L'avete letta cantando.
Ammettetelo.
Credo che la mia malattia sia iniziata proprio allora, nel lontano millenovecentosettanta e passa, quando il nero cavallo dalla fluente criniera galoppava libero e selvaggio nelle praterie del west.
Già allora riempivo risme di carta con branchi di cavalli lanciati al galoppo, sognando di possedere il mio Furia personale.
Poi vennero i vari Black Beauty, National Velvet, etc etc etc.
E, infine, LUI.
La rovina Totale.
L'Amore a prima vista, il Colpo di Fulmine, quello che ti rovina per Sempre. A Vita.
Lady Hawke.
Etienne Navarre.
Goliath...
Il cavallo nero, gigante,  criniera e coda folte e fluenti, gli arti frappati, il trotto rilevato, il galoppo possente che fa tremare la terra.
E lo sguardo buono.
Cercai immediatamente informazioni su quell'animale che pareva uscito da uno dei miei libri fantasy preferiti.
Frisone.
Da allora, il mio sogno nel cassetto.
Ovviamente, nel frattempo, avevo iniziato a montare a cavallo, in un piccolo e grazioso maneggio alle porte di Milano.

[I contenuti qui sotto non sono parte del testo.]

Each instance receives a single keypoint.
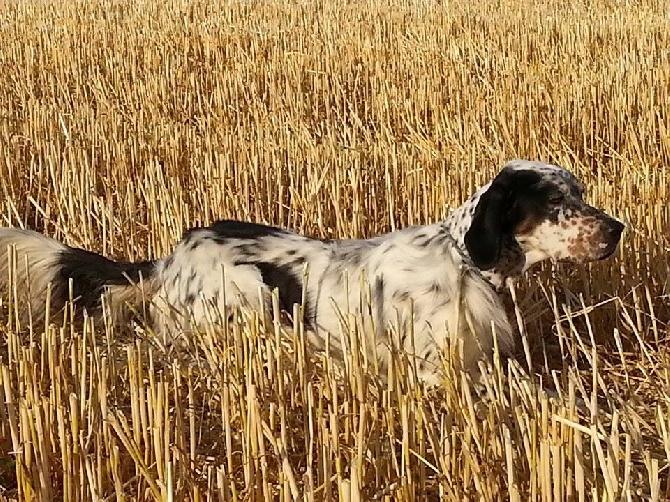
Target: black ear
(484, 238)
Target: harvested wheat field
(123, 123)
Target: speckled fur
(540, 215)
(434, 281)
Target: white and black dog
(436, 281)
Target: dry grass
(122, 123)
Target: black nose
(615, 229)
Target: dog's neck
(512, 259)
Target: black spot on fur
(379, 300)
(283, 278)
(232, 229)
(91, 272)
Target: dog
(434, 285)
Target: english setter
(436, 281)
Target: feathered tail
(31, 265)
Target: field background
(123, 123)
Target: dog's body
(435, 281)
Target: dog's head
(541, 207)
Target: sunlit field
(123, 123)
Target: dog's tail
(33, 265)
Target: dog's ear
(484, 238)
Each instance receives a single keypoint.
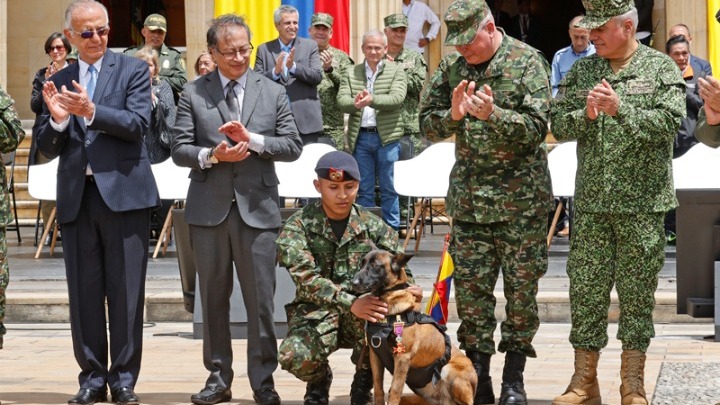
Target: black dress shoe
(89, 396)
(211, 395)
(125, 396)
(266, 396)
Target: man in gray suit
(232, 125)
(96, 112)
(294, 63)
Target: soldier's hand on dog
(369, 308)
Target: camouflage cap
(396, 20)
(462, 19)
(598, 12)
(322, 19)
(337, 166)
(156, 22)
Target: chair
(9, 160)
(173, 183)
(42, 185)
(425, 176)
(562, 162)
(296, 178)
(697, 168)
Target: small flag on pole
(440, 297)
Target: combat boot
(361, 386)
(318, 392)
(632, 375)
(584, 388)
(513, 386)
(484, 393)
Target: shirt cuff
(61, 126)
(203, 158)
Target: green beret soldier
(172, 64)
(322, 247)
(623, 105)
(335, 63)
(11, 134)
(493, 95)
(413, 63)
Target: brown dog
(408, 343)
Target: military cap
(598, 12)
(463, 18)
(322, 19)
(337, 166)
(396, 20)
(156, 22)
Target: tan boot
(632, 375)
(584, 388)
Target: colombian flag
(713, 33)
(259, 16)
(438, 303)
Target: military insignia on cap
(336, 174)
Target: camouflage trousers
(313, 335)
(480, 252)
(4, 280)
(624, 250)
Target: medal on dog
(398, 328)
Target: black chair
(9, 160)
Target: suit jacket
(699, 66)
(302, 86)
(112, 144)
(251, 182)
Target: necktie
(90, 88)
(231, 100)
(286, 49)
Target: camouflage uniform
(319, 318)
(11, 134)
(333, 118)
(172, 67)
(624, 186)
(499, 194)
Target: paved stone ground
(37, 366)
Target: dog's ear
(372, 244)
(400, 260)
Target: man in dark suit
(294, 63)
(699, 65)
(96, 113)
(232, 124)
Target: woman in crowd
(57, 47)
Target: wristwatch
(211, 156)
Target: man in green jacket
(172, 64)
(493, 95)
(624, 106)
(11, 134)
(322, 247)
(372, 93)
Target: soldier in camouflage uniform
(415, 72)
(334, 62)
(322, 247)
(493, 95)
(172, 65)
(11, 134)
(624, 106)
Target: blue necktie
(91, 83)
(286, 49)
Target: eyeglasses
(229, 55)
(90, 33)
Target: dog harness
(385, 339)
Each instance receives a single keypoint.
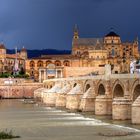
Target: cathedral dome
(2, 46)
(112, 34)
(23, 50)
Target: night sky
(40, 24)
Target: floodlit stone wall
(110, 94)
(18, 90)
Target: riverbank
(35, 122)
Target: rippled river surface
(33, 122)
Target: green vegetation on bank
(7, 135)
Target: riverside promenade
(17, 88)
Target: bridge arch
(135, 90)
(118, 89)
(101, 89)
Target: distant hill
(37, 53)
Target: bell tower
(76, 32)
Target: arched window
(40, 63)
(136, 92)
(118, 91)
(101, 89)
(113, 52)
(48, 62)
(87, 87)
(57, 63)
(32, 64)
(66, 63)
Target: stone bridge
(110, 94)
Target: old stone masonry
(109, 94)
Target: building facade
(7, 61)
(89, 56)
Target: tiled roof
(56, 57)
(2, 46)
(112, 34)
(13, 56)
(88, 41)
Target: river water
(34, 122)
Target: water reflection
(34, 122)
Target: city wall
(76, 71)
(17, 88)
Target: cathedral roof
(23, 50)
(56, 57)
(87, 41)
(2, 46)
(112, 34)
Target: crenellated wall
(17, 88)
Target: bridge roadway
(109, 94)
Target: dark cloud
(49, 23)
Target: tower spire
(76, 32)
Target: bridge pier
(121, 108)
(87, 103)
(103, 105)
(73, 98)
(136, 111)
(61, 96)
(51, 95)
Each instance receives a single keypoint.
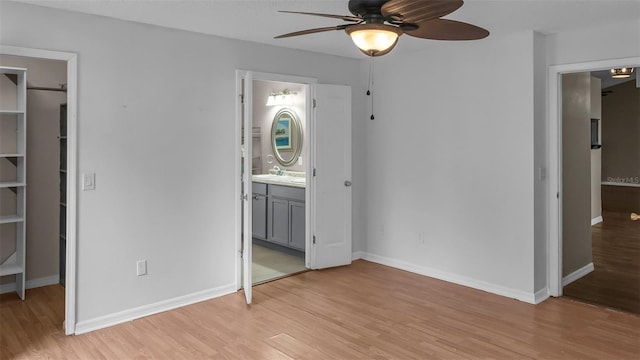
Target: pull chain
(369, 92)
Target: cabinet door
(278, 220)
(296, 212)
(259, 217)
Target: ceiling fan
(376, 24)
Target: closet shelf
(10, 269)
(11, 112)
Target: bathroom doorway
(318, 190)
(279, 150)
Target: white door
(332, 183)
(247, 230)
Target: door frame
(554, 128)
(72, 158)
(264, 76)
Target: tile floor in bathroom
(270, 264)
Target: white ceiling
(259, 21)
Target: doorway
(315, 215)
(68, 198)
(279, 152)
(558, 278)
(614, 279)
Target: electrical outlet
(88, 181)
(142, 267)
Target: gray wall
(43, 113)
(596, 154)
(576, 171)
(456, 170)
(449, 156)
(156, 110)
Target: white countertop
(294, 181)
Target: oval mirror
(286, 137)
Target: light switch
(141, 267)
(88, 181)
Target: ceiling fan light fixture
(621, 73)
(374, 39)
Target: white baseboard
(146, 310)
(31, 284)
(541, 295)
(454, 278)
(577, 274)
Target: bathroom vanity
(279, 210)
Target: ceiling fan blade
(442, 29)
(311, 31)
(341, 17)
(417, 11)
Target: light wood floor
(362, 311)
(615, 282)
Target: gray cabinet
(296, 214)
(259, 212)
(279, 214)
(278, 220)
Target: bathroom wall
(43, 121)
(263, 117)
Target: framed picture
(282, 133)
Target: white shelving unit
(13, 135)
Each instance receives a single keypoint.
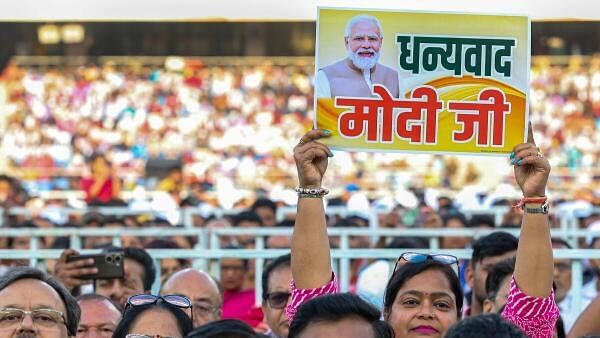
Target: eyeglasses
(42, 318)
(136, 335)
(176, 300)
(278, 300)
(417, 258)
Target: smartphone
(109, 264)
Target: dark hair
(248, 216)
(495, 244)
(73, 311)
(477, 220)
(409, 270)
(406, 243)
(131, 314)
(143, 258)
(497, 274)
(280, 262)
(225, 328)
(336, 307)
(264, 203)
(100, 298)
(489, 325)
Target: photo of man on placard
(356, 74)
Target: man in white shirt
(355, 75)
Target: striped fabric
(301, 296)
(535, 316)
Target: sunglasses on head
(179, 301)
(417, 258)
(277, 300)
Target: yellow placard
(422, 82)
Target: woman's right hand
(311, 158)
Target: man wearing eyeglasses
(201, 289)
(33, 304)
(276, 279)
(356, 74)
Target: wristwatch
(543, 209)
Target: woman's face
(155, 322)
(425, 306)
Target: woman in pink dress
(423, 297)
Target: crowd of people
(230, 128)
(511, 288)
(225, 137)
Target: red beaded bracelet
(536, 200)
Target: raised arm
(311, 260)
(534, 266)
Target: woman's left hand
(532, 169)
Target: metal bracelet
(320, 192)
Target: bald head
(201, 289)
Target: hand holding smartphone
(107, 265)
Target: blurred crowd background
(217, 136)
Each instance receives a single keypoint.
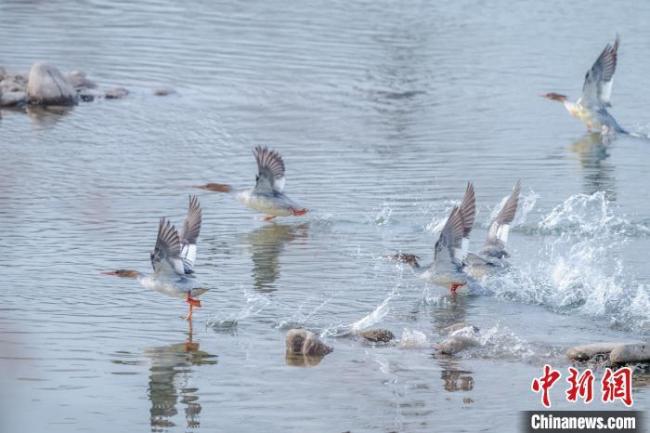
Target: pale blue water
(382, 110)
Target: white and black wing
(449, 252)
(270, 170)
(468, 212)
(190, 234)
(597, 89)
(166, 256)
(500, 226)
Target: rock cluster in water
(45, 85)
(377, 335)
(300, 342)
(614, 353)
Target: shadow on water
(170, 376)
(592, 152)
(47, 116)
(267, 243)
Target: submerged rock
(164, 91)
(303, 342)
(116, 93)
(630, 353)
(585, 352)
(12, 99)
(455, 344)
(377, 335)
(47, 86)
(79, 81)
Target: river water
(382, 111)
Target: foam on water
(413, 339)
(581, 271)
(374, 317)
(589, 215)
(527, 203)
(255, 303)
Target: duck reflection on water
(592, 151)
(170, 382)
(266, 244)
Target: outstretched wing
(468, 212)
(165, 257)
(597, 89)
(449, 252)
(190, 234)
(500, 226)
(270, 167)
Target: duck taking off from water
(451, 248)
(592, 106)
(173, 260)
(493, 253)
(267, 196)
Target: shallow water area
(382, 111)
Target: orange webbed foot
(298, 212)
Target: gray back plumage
(165, 257)
(270, 167)
(597, 89)
(500, 226)
(190, 234)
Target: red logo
(615, 385)
(545, 383)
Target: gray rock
(78, 80)
(10, 84)
(116, 93)
(587, 351)
(455, 344)
(12, 99)
(47, 86)
(630, 353)
(303, 342)
(456, 327)
(164, 91)
(377, 335)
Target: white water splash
(589, 214)
(413, 339)
(255, 303)
(527, 203)
(374, 316)
(581, 270)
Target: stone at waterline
(303, 342)
(377, 335)
(164, 91)
(630, 353)
(79, 81)
(47, 86)
(585, 352)
(12, 99)
(116, 93)
(455, 344)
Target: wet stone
(377, 335)
(587, 351)
(47, 86)
(630, 353)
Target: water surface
(382, 110)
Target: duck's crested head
(554, 96)
(123, 273)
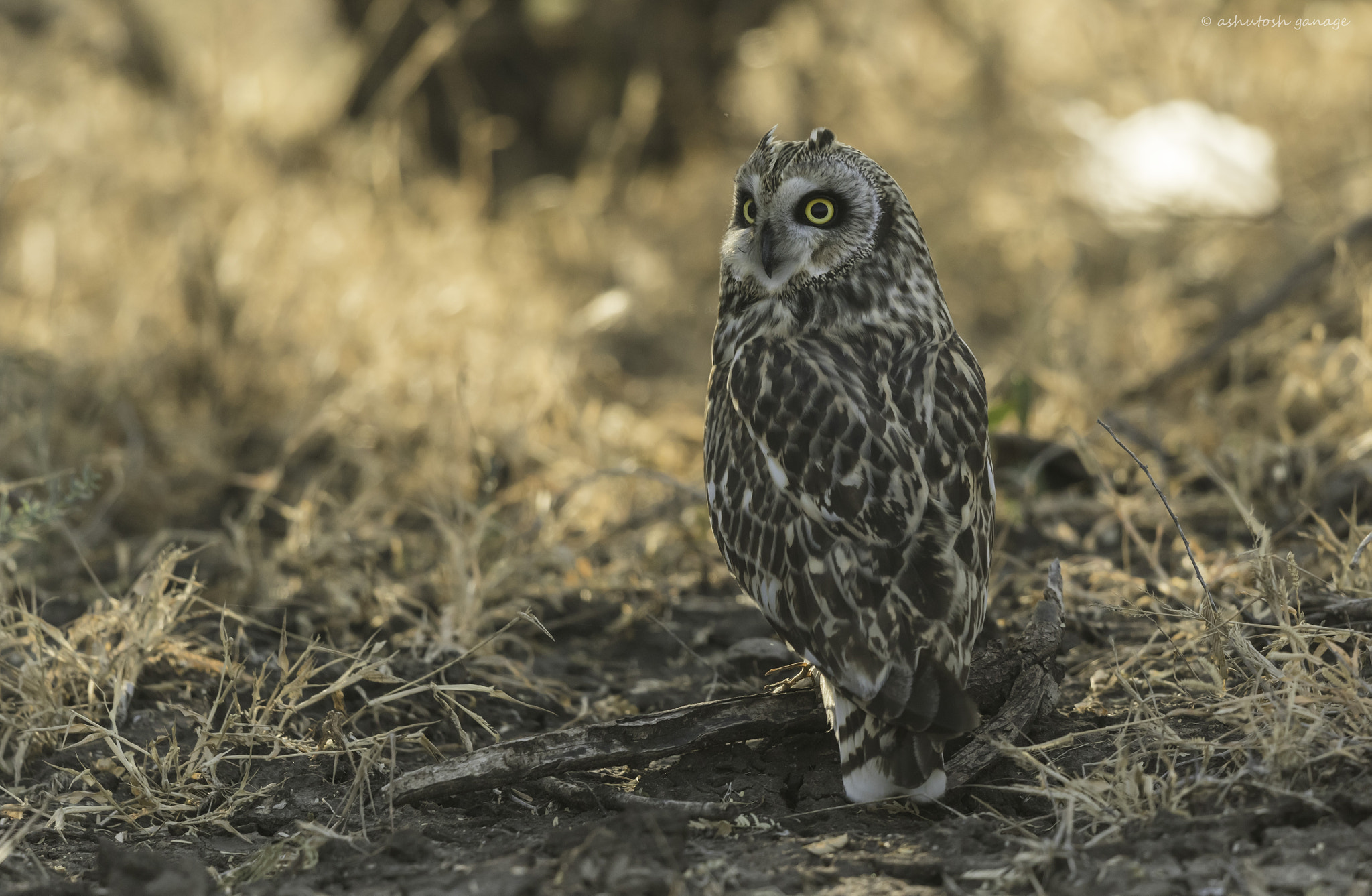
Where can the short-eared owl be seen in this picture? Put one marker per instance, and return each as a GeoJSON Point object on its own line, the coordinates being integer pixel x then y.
{"type": "Point", "coordinates": [847, 458]}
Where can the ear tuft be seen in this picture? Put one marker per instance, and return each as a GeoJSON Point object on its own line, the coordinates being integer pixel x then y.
{"type": "Point", "coordinates": [821, 139]}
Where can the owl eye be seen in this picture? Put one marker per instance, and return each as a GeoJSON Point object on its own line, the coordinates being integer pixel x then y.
{"type": "Point", "coordinates": [819, 210]}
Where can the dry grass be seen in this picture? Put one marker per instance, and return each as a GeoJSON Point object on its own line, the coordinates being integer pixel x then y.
{"type": "Point", "coordinates": [387, 422]}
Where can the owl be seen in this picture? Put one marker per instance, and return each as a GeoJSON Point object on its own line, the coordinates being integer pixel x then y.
{"type": "Point", "coordinates": [847, 458]}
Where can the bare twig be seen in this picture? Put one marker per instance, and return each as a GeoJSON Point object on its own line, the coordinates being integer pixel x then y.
{"type": "Point", "coordinates": [1305, 272]}
{"type": "Point", "coordinates": [1170, 512]}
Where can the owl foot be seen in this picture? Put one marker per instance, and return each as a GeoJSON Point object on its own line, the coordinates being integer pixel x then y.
{"type": "Point", "coordinates": [805, 671]}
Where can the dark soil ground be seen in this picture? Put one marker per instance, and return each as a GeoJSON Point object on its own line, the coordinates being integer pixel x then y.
{"type": "Point", "coordinates": [795, 832]}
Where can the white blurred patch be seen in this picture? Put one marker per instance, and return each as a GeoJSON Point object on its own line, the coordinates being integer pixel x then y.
{"type": "Point", "coordinates": [1178, 158]}
{"type": "Point", "coordinates": [602, 312]}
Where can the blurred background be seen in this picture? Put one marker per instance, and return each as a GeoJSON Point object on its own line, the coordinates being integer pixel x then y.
{"type": "Point", "coordinates": [398, 312]}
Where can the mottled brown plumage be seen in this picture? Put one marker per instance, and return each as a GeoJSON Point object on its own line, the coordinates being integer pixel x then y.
{"type": "Point", "coordinates": [847, 454]}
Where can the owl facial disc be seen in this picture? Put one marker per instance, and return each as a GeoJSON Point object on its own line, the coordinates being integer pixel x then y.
{"type": "Point", "coordinates": [803, 210]}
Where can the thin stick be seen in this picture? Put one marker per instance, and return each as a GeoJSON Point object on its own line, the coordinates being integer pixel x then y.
{"type": "Point", "coordinates": [1357, 554]}
{"type": "Point", "coordinates": [1175, 521]}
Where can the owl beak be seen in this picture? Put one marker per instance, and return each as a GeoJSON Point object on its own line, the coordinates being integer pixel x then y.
{"type": "Point", "coordinates": [768, 249]}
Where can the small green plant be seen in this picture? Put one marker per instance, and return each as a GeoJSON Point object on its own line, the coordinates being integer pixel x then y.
{"type": "Point", "coordinates": [23, 517]}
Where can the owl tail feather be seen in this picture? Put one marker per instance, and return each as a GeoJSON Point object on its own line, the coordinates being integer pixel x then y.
{"type": "Point", "coordinates": [878, 759]}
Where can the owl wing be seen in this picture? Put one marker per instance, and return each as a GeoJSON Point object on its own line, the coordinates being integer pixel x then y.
{"type": "Point", "coordinates": [864, 527]}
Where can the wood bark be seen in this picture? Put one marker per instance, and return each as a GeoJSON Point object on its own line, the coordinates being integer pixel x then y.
{"type": "Point", "coordinates": [1012, 684]}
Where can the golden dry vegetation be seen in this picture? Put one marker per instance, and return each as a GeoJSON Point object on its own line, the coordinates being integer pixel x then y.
{"type": "Point", "coordinates": [327, 385]}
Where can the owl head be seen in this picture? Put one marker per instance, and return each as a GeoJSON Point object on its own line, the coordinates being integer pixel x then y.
{"type": "Point", "coordinates": [825, 233]}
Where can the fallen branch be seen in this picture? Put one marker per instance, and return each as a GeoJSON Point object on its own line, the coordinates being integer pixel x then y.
{"type": "Point", "coordinates": [623, 741]}
{"type": "Point", "coordinates": [1025, 670]}
{"type": "Point", "coordinates": [578, 795]}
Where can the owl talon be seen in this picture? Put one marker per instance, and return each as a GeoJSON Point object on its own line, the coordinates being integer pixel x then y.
{"type": "Point", "coordinates": [806, 670]}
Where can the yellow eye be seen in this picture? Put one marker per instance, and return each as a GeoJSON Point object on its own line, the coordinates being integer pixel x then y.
{"type": "Point", "coordinates": [819, 210]}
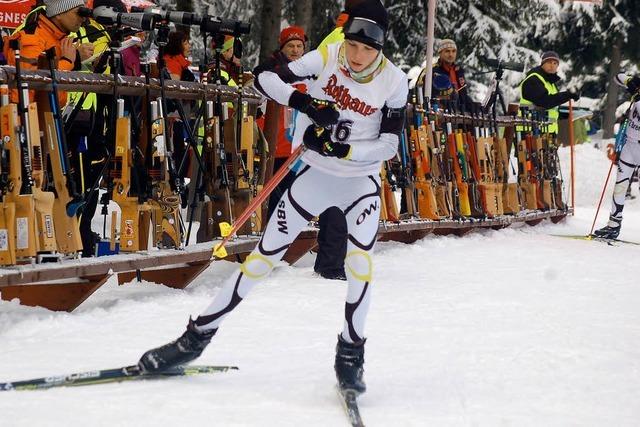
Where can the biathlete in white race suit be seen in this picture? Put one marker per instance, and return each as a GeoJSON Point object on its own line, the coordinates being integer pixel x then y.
{"type": "Point", "coordinates": [628, 160]}
{"type": "Point", "coordinates": [340, 167]}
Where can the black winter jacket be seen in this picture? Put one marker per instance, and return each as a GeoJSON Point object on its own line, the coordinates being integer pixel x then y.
{"type": "Point", "coordinates": [533, 90]}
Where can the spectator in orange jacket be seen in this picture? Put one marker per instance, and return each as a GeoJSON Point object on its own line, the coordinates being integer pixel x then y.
{"type": "Point", "coordinates": [49, 27]}
{"type": "Point", "coordinates": [175, 56]}
{"type": "Point", "coordinates": [292, 46]}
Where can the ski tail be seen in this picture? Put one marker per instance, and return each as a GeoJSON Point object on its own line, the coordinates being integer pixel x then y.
{"type": "Point", "coordinates": [125, 373]}
{"type": "Point", "coordinates": [349, 400]}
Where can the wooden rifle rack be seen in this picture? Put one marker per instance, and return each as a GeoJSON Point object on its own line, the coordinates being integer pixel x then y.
{"type": "Point", "coordinates": [65, 285]}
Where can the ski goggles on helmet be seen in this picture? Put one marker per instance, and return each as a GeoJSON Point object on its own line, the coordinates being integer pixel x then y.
{"type": "Point", "coordinates": [365, 31]}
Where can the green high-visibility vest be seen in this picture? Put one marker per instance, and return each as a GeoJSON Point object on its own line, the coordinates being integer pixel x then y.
{"type": "Point", "coordinates": [551, 88]}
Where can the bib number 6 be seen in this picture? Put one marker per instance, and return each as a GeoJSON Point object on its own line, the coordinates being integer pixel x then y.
{"type": "Point", "coordinates": [342, 130]}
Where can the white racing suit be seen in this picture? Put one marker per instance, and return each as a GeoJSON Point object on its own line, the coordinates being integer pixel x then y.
{"type": "Point", "coordinates": [352, 185]}
{"type": "Point", "coordinates": [629, 159]}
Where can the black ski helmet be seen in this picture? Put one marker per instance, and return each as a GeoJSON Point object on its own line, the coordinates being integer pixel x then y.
{"type": "Point", "coordinates": [368, 23]}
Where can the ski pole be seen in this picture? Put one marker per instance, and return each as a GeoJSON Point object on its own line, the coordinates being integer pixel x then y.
{"type": "Point", "coordinates": [227, 231]}
{"type": "Point", "coordinates": [572, 155]}
{"type": "Point", "coordinates": [601, 197]}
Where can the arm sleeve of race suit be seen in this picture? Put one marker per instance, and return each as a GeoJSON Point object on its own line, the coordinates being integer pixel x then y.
{"type": "Point", "coordinates": [533, 89]}
{"type": "Point", "coordinates": [391, 125]}
{"type": "Point", "coordinates": [274, 79]}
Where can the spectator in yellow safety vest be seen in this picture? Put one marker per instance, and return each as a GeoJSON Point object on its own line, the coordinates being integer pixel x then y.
{"type": "Point", "coordinates": [539, 88]}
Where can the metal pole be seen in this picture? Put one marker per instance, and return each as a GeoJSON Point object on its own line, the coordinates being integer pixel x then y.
{"type": "Point", "coordinates": [431, 15]}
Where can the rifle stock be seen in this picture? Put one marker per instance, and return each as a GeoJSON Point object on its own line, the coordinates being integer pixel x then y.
{"type": "Point", "coordinates": [166, 216]}
{"type": "Point", "coordinates": [133, 233]}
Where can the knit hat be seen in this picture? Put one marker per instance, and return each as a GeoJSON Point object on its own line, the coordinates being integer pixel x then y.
{"type": "Point", "coordinates": [116, 5]}
{"type": "Point", "coordinates": [446, 44]}
{"type": "Point", "coordinates": [226, 44]}
{"type": "Point", "coordinates": [549, 55]}
{"type": "Point", "coordinates": [368, 23]}
{"type": "Point", "coordinates": [292, 33]}
{"type": "Point", "coordinates": [56, 7]}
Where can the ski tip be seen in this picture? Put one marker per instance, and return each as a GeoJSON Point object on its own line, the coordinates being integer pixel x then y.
{"type": "Point", "coordinates": [220, 252]}
{"type": "Point", "coordinates": [74, 208]}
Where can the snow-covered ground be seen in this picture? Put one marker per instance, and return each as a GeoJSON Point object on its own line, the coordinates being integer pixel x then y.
{"type": "Point", "coordinates": [498, 328]}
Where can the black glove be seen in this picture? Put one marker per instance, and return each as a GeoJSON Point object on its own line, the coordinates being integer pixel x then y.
{"type": "Point", "coordinates": [575, 95]}
{"type": "Point", "coordinates": [323, 113]}
{"type": "Point", "coordinates": [633, 84]}
{"type": "Point", "coordinates": [319, 140]}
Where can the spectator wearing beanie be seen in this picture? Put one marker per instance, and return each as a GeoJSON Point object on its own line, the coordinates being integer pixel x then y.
{"type": "Point", "coordinates": [337, 34]}
{"type": "Point", "coordinates": [539, 88]}
{"type": "Point", "coordinates": [447, 68]}
{"type": "Point", "coordinates": [229, 64]}
{"type": "Point", "coordinates": [292, 42]}
{"type": "Point", "coordinates": [175, 56]}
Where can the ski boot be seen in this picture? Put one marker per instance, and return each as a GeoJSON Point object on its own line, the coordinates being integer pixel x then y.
{"type": "Point", "coordinates": [612, 229]}
{"type": "Point", "coordinates": [349, 365]}
{"type": "Point", "coordinates": [179, 352]}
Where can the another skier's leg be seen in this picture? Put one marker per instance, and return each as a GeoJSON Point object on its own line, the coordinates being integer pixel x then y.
{"type": "Point", "coordinates": [626, 165]}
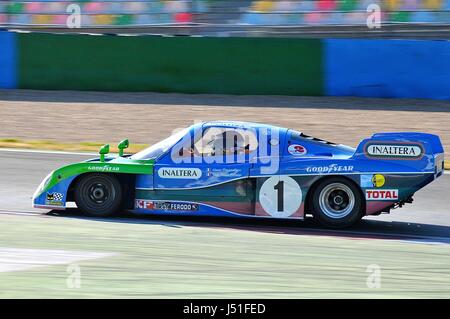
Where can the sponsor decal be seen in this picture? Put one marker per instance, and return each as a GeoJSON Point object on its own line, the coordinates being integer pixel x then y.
{"type": "Point", "coordinates": [224, 172]}
{"type": "Point", "coordinates": [297, 150]}
{"type": "Point", "coordinates": [173, 172]}
{"type": "Point", "coordinates": [103, 168]}
{"type": "Point", "coordinates": [397, 150]}
{"type": "Point", "coordinates": [332, 168]}
{"type": "Point", "coordinates": [166, 206]}
{"type": "Point", "coordinates": [55, 199]}
{"type": "Point", "coordinates": [372, 180]}
{"type": "Point", "coordinates": [382, 194]}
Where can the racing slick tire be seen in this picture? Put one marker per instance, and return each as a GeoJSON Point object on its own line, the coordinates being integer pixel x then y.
{"type": "Point", "coordinates": [337, 203]}
{"type": "Point", "coordinates": [98, 195]}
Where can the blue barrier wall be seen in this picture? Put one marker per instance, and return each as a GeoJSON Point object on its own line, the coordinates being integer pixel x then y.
{"type": "Point", "coordinates": [8, 65]}
{"type": "Point", "coordinates": [387, 68]}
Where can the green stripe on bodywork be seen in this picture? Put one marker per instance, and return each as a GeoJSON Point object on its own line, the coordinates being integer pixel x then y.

La chiamano passione, io la definisco malattia, perché nonostante la fatica, la paura, le cadute, non ne puoi fare a meno.
Non puoi fare a meno di desiderare il contatto con queste stupende creature, ti manca accarezzare il pelo serico, intrecciare le dita con il crine, annusare quel manto che profuma di selvaggia libertà.
Negli anni ho conosciuto e montato tanti cavalli della scuola, cambiato diversi maneggi, istruttori.
Alfio, il primo cavallo a farmi lezione.
Bianco, candido come la neve.
Vecchio, perché a cavaliere giovane, cavallo vecchio.
Esperto, paziente (fino a quando eri un principiante, poi dovevi dimostrargli che eri in grado di essere il suo capobranco), furbo. Adorabile.
Il mio primo cavallo fu un cavallo bianco...
Poi Poker, Shogun, Circe, la mia amata e sfortunata Clementina, Bijorn, Mr Grey, Donne, Birillo, Montana, Chloe, Stella, Nuvole, Georgie...
Go Up, il biondissimo doppio pony che mi fece fare il primo volo serio, dal quale poi derivò il mio terrore di montare a cavallo.
Terrore che ho tutt'oggi, dopo più di vent'anni che monto ancora...
Intanto, durante lo scorrere di quegli anni, la matita da disegno si era trasformata in macchina fotografica e la fotografia da hobby era diventata man mano materia di studio e, in fine, mestiere.
Ovviamente, fotografo di cavalli e gare di equitazione.
Arrivò il 2012, arrivò lei...
Cancellato un 2011 a dir poco disastroso, da quel disastro mi giunse un dono prezioso.
Un dono che amo, ma che mi fa dannare ogni giorno.
Giunse il Mio Big Black Horse.
Un frisone. Anzi, una frisone.
Aliene S.
Il mio cavallo è un cavallo nero.
E' il mio specchio di alabastro, nel quale scorgo ogni giorno i miei punti di forza ma, soprattutto, le mie debolezze.
E' un motivo per andare avanti.
E' ispirazione.
E' desiderio di tornare alle origini.
A quel genere di fotografia che più di tutte mi si confà.
Questo per presentarmi, per presentare questo mio nuovo blog, questo nuovo progetto.
Vi troverete immagini scattate esclusivamente dalla sottoscritta (in caso contrario, debitamente creditate), la quale ha deciso di riprendere in mano quella che è la ritrattistica di cavalli, cani, gatti &Co. , ma anche articoli interessanti trovati nel web riguardo animali, natura e, sì, anche fotografia.